“If I meet Salur,” he barreled on, “tell him…tell my brother, I never stopped caring. He did not deserve what was done.”
I closed my eyes and rapped on a window with my knuckles. “He didn’t.” I pounded again and called out to Edvin in a hushed voice.
“Tell him, won’t you?”
“No. You’re not going to Salur, you fool. Edvin, open the damn door!”
Mikkal let his head fall back. A weak smile spread over his mouth. He looked a bit like Kael. The same eyes, the same strong jaw and full lips. Mikkal’s hair was icy and straight while Kael’s was golden and messy.

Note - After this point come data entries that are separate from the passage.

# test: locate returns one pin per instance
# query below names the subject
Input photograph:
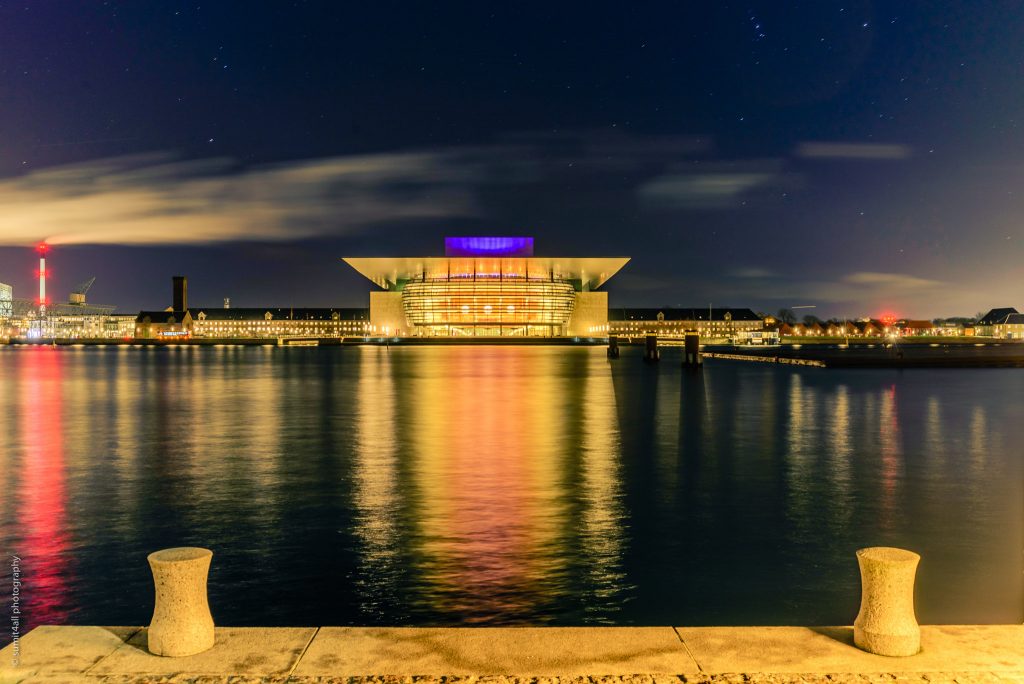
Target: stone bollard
(612, 346)
(181, 621)
(886, 624)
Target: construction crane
(78, 294)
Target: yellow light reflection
(486, 472)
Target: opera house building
(488, 287)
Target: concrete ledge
(537, 651)
(534, 655)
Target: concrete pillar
(612, 346)
(651, 353)
(691, 350)
(181, 621)
(886, 624)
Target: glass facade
(499, 304)
(6, 301)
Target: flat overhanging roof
(388, 271)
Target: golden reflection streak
(892, 457)
(800, 457)
(839, 459)
(485, 468)
(979, 438)
(602, 514)
(667, 435)
(375, 494)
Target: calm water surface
(492, 485)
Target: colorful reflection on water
(484, 485)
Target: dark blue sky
(863, 157)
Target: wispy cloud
(717, 185)
(754, 272)
(897, 282)
(852, 151)
(157, 200)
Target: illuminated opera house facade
(488, 287)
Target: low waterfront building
(915, 328)
(986, 325)
(252, 323)
(735, 324)
(90, 326)
(1011, 328)
(488, 287)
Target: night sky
(861, 157)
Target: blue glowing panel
(488, 247)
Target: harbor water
(503, 485)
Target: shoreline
(605, 654)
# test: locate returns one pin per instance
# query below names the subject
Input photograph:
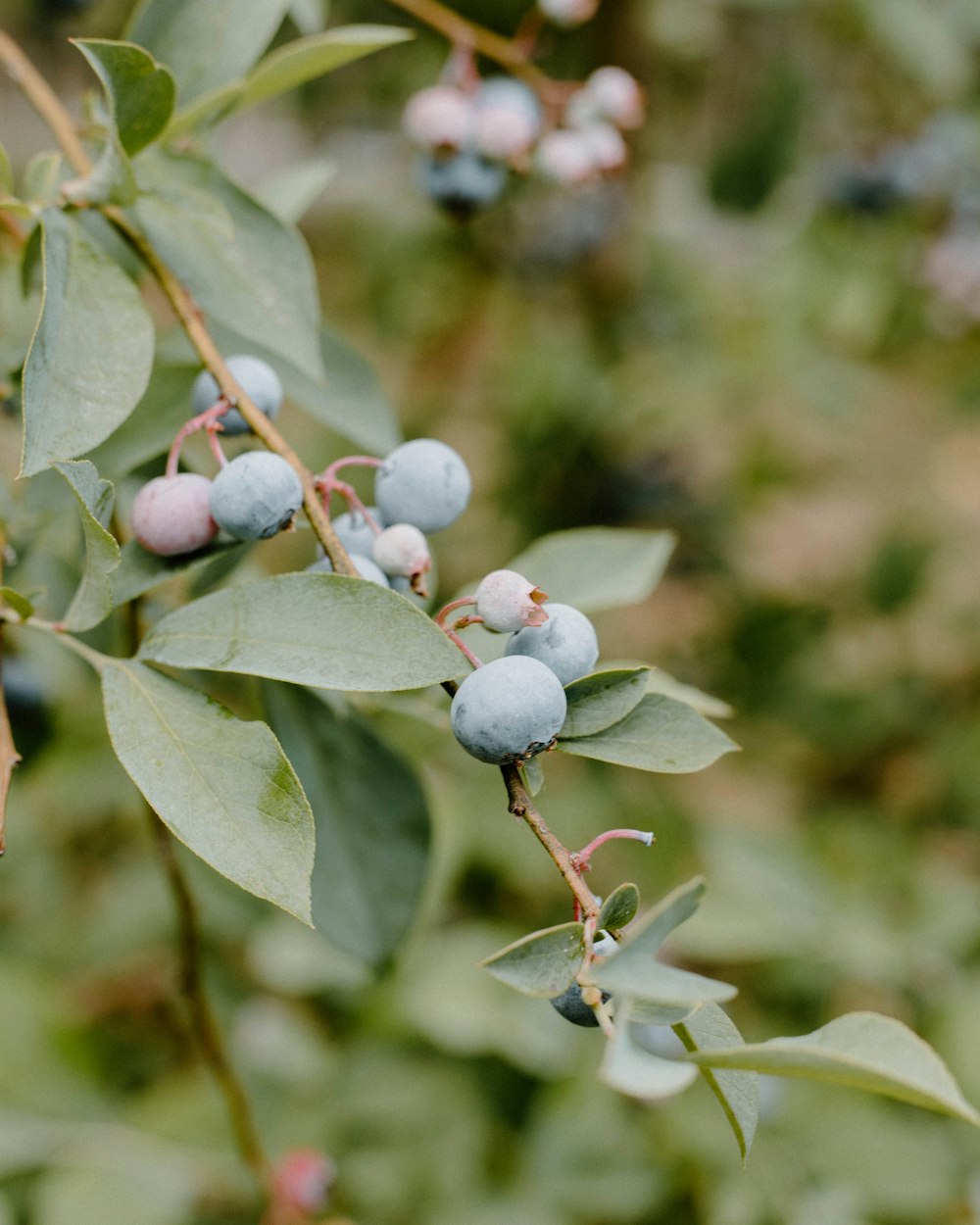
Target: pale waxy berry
(403, 552)
(506, 601)
(172, 514)
(439, 117)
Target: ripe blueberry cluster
(474, 131)
(513, 709)
(254, 496)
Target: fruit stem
(206, 420)
(581, 858)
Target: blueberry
(172, 514)
(509, 710)
(255, 495)
(364, 566)
(572, 1007)
(424, 483)
(29, 718)
(259, 381)
(566, 642)
(464, 182)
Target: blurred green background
(763, 336)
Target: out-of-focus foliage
(760, 338)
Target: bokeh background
(764, 336)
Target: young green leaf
(92, 602)
(245, 268)
(92, 349)
(618, 907)
(738, 1092)
(598, 701)
(140, 571)
(309, 58)
(138, 89)
(661, 734)
(596, 568)
(372, 828)
(223, 787)
(206, 45)
(862, 1050)
(633, 971)
(630, 1069)
(542, 964)
(313, 628)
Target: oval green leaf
(542, 964)
(618, 907)
(91, 354)
(312, 628)
(92, 602)
(372, 828)
(598, 701)
(862, 1050)
(661, 734)
(736, 1092)
(597, 568)
(223, 787)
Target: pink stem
(581, 860)
(202, 421)
(457, 641)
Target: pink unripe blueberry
(506, 601)
(568, 13)
(403, 552)
(439, 117)
(611, 93)
(566, 157)
(172, 514)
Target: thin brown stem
(506, 52)
(204, 1025)
(9, 755)
(520, 805)
(40, 96)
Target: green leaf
(630, 1069)
(309, 58)
(594, 568)
(658, 681)
(542, 964)
(6, 174)
(91, 354)
(618, 907)
(633, 971)
(598, 701)
(862, 1050)
(372, 828)
(313, 628)
(223, 787)
(245, 268)
(661, 734)
(738, 1092)
(140, 571)
(21, 606)
(92, 602)
(206, 45)
(140, 91)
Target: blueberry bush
(217, 559)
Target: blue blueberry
(364, 566)
(255, 495)
(464, 182)
(572, 1007)
(566, 642)
(509, 710)
(259, 381)
(424, 483)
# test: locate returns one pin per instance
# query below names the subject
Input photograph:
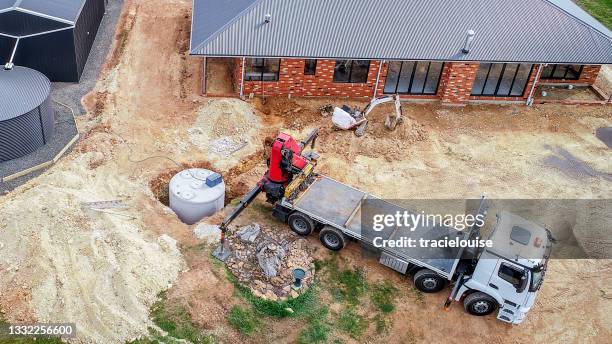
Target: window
(262, 69)
(501, 79)
(510, 274)
(568, 72)
(310, 67)
(351, 71)
(407, 77)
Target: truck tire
(300, 223)
(428, 281)
(332, 238)
(479, 304)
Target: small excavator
(290, 171)
(503, 278)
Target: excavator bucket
(222, 252)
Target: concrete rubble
(263, 260)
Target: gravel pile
(263, 260)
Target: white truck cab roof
(520, 240)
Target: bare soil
(140, 127)
(219, 77)
(563, 93)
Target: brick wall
(457, 81)
(292, 81)
(455, 86)
(588, 76)
(523, 97)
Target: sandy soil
(145, 117)
(563, 93)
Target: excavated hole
(233, 188)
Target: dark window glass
(407, 77)
(493, 78)
(501, 79)
(520, 235)
(262, 69)
(310, 67)
(547, 72)
(510, 274)
(393, 74)
(560, 72)
(569, 72)
(520, 81)
(354, 71)
(481, 78)
(433, 78)
(420, 74)
(507, 78)
(406, 74)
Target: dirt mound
(61, 260)
(224, 121)
(263, 260)
(234, 188)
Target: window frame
(249, 75)
(412, 76)
(314, 67)
(499, 80)
(514, 269)
(350, 73)
(565, 76)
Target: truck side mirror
(523, 283)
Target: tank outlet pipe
(9, 65)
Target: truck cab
(508, 275)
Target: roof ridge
(226, 25)
(582, 22)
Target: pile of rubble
(264, 259)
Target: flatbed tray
(339, 205)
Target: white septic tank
(196, 193)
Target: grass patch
(381, 323)
(243, 320)
(346, 285)
(173, 318)
(352, 323)
(383, 295)
(418, 295)
(600, 9)
(316, 332)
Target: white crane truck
(505, 277)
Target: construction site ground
(62, 261)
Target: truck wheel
(428, 281)
(332, 238)
(300, 223)
(479, 304)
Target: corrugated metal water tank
(26, 113)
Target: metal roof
(547, 31)
(21, 90)
(66, 11)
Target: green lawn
(600, 9)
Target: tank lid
(21, 91)
(191, 185)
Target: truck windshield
(536, 280)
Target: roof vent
(468, 41)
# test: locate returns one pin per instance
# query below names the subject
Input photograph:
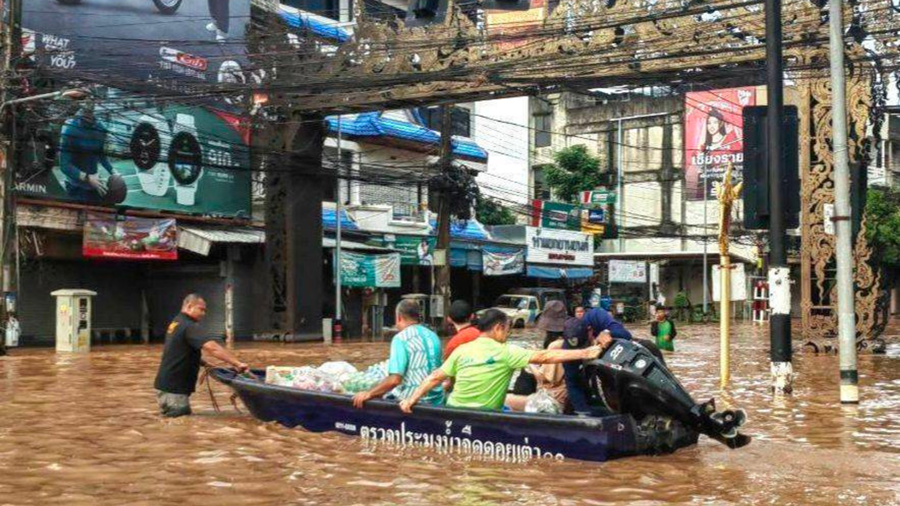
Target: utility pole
(7, 152)
(705, 176)
(338, 328)
(442, 253)
(779, 272)
(842, 211)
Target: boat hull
(493, 435)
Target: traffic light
(756, 169)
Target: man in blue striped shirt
(415, 353)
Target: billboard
(713, 137)
(171, 157)
(184, 45)
(109, 236)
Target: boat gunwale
(238, 383)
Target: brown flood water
(83, 430)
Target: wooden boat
(656, 415)
(513, 437)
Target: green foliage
(574, 170)
(490, 212)
(883, 225)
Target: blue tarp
(372, 124)
(320, 26)
(329, 222)
(547, 272)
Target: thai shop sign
(562, 216)
(374, 271)
(171, 157)
(126, 237)
(503, 264)
(561, 247)
(627, 271)
(414, 250)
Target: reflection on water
(84, 430)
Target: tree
(883, 226)
(574, 170)
(490, 212)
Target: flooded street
(84, 430)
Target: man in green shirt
(482, 368)
(663, 329)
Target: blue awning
(548, 272)
(320, 26)
(373, 124)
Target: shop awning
(552, 272)
(200, 240)
(669, 255)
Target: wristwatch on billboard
(149, 142)
(185, 160)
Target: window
(460, 117)
(543, 124)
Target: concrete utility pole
(7, 150)
(442, 252)
(779, 272)
(842, 211)
(337, 326)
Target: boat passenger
(181, 359)
(551, 321)
(461, 318)
(549, 378)
(483, 368)
(415, 353)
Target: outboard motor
(635, 382)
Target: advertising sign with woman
(713, 136)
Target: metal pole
(338, 327)
(842, 211)
(779, 272)
(705, 247)
(620, 175)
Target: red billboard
(126, 237)
(713, 137)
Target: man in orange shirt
(461, 317)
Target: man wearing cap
(461, 318)
(551, 321)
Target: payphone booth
(73, 320)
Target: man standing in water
(180, 364)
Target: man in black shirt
(180, 364)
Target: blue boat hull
(494, 435)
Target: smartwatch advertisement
(171, 157)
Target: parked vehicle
(522, 310)
(164, 6)
(544, 295)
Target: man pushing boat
(181, 360)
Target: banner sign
(374, 271)
(414, 250)
(738, 282)
(109, 236)
(178, 158)
(502, 264)
(713, 137)
(561, 247)
(562, 216)
(182, 45)
(627, 271)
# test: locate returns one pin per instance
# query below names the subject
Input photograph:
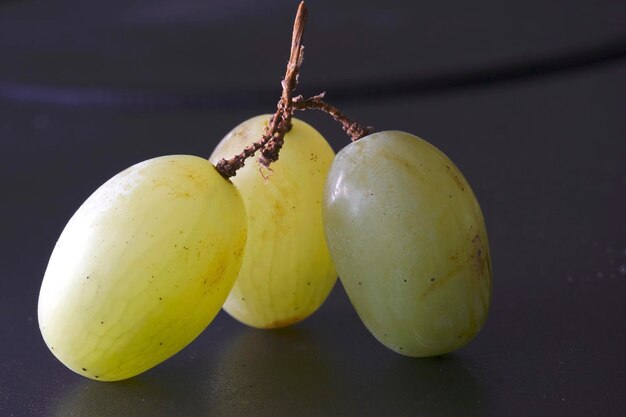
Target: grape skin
(409, 242)
(287, 272)
(142, 267)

I hated Jarl Jakobson more for denying his sons a life together.
The door cracked. We were met with the gleam of an ax blade for a few heartbeats before Gisli pulled it back. “Lyra.”
“Help me. Mikkal Jakobson is badly wounded.”
Hilda’s husband was a soft-spoken man, but strong as stone. Woodwork and hauling logs had built him into a warrior without the blade.
I hardly did anything to help drag Mikkal into the longhouse other than ease his ankles atop the table in the center room once Gisli had him sprawled on his back.
Hilda emerged from a rear room, Freydis at her back.
“Ly.” Hilda gingerly touched Mikkal’s shoulder. “Gods, what is happening out there?”
“Ravagers broke through the gates.”
“They’re growing stronger, then.” Hilda’s face paled. “The walls haven’t been breached in decades.”
I waved the truth away, unable to confess my belief the horrid tether chaining me to Skul Drek brought this attack. Mikkalwould die if the wound wasn’t dealt with soon. “Hilda, can you craft a bone tonic for Mikkal?”
Without soul bones, the touch of a crafter to crushed marrow could amplify strength and health against specific ailments. I prayed to the gods—who seemed to have turned their faces from us—a tonic would be enough to seal Mikkal’s wound.
Hilda’s brow furrowed. “Chicken bones will need to do.”
She fled from the room, leaving a back door open.
Whimpers overhead drew my gaze to the loft. I forced a smile at the curious, tear-filled eyes of Edvin’s children.
“All right, loves.” I went to the ladder, one hand on a rung. “Try to sleep and perhaps your fylgja guide will visit your dreams and give you a peek at what good fortune awaits you.”
Freydis gave me a gentle smile and set about peeling back Mikkal’s tunic.
“Edvin left,” she murmured, avoiding my gaze. “Went to help again.”
“He survived the last, he’ll do so again.” I schooled my face into something flat. Edvin would see it as a dishonor if he did not protect his family, but he’d only just won them back. Now it was all at risk again.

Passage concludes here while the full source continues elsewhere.